Jetzt beginnt ja dann sowieso die 11. Woche, und es sollte bessern. Wir werden's sehen. Schön wärs!

Morgen werd ich 32. Ich versuche jetzt mal, einen Kuchen zu backen.

Donnerstag, Januar 08, 2015

Katzen haben sicher nie Halsschmerzen

Heute Morgen sagte mir mein Mann, er habe Halsweh. Ich wollte ihm einen guten Ratschlag geben und fragte ihn auf englisch: "Wie sagt man dem auf italienisch (*gurgelndes Geräusch*)??" - er antwortet mit einem Ausdruck auf italienisch und fragte, warum? Ich erwiderte: "Mach das mit Salzwasser, das hilft total". Nach einigen Sekunden Stille dreht er sich um und ruft, ahaaa, du meinst gurgeln?? Ich dachte, du meinst Schnurren wie eine Katze!

Sonntag, Januar 04, 2015

Wintergedanken

Winter war jeweils super, wenn ich warm angezogen in tiefem Schnee spielen oder später spazieren konnte. Man blieb warm durch Bewegung, hatte all die wasserdichten Stiefel und Hosen, hatte Zeit, baute Iglus und Schneemänner und überall waren kleinere und grössere Hügel, die man auf Schlitten / Skiern / Plastiksäcken runterrutschen konnte.

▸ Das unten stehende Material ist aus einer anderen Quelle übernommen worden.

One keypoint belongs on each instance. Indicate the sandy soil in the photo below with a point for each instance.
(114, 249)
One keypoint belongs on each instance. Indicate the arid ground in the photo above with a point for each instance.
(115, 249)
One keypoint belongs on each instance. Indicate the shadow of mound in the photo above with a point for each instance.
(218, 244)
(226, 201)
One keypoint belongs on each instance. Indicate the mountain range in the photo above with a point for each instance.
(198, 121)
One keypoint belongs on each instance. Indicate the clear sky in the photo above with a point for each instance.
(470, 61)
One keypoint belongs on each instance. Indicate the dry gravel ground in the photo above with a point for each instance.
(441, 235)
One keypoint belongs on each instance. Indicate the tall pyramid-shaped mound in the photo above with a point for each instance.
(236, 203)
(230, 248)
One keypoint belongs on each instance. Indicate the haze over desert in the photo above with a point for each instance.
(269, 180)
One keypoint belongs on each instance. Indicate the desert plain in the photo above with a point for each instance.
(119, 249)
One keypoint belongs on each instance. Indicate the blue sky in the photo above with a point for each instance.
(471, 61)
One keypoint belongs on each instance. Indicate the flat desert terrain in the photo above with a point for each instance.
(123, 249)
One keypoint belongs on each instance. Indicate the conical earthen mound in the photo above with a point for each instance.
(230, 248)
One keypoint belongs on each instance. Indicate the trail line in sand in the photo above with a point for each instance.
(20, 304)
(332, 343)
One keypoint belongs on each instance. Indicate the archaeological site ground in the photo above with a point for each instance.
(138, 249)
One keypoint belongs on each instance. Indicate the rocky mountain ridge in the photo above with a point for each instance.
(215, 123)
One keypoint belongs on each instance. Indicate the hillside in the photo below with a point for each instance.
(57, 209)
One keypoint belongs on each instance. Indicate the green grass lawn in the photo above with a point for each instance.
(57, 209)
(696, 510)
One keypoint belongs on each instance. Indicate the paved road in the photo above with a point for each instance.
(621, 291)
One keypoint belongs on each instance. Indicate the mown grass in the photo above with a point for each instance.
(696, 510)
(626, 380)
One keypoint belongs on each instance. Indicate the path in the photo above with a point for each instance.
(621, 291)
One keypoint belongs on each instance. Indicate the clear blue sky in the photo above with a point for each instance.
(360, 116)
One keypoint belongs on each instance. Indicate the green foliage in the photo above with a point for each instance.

Fast forward 20 Jahre. Matsch in der Stadt. Bräunliche salzige Masse überall. Es schneit, mit wässrigen Fäden durchmischt. Winterjacke ist uncool, Winterschuhe sind uncool; ich schaue mich um: Alle anderen Frauen laufen mit schicken Stiefeletten herum, einer Bluse und darüber evtl. eine leichte Herbstjacke. Ich krieg schon Rückenschmerzen von meiner verkrampften Haltung, die ich der Kälte wegen unbewusst eingenommen habe.

Solange ich nicht wieder aufs Land ziehe, bin ich definitiv für den Sommer gemacht. Immerhin war der Schnee schön anzuschauen, und die Tage werden wieder länger.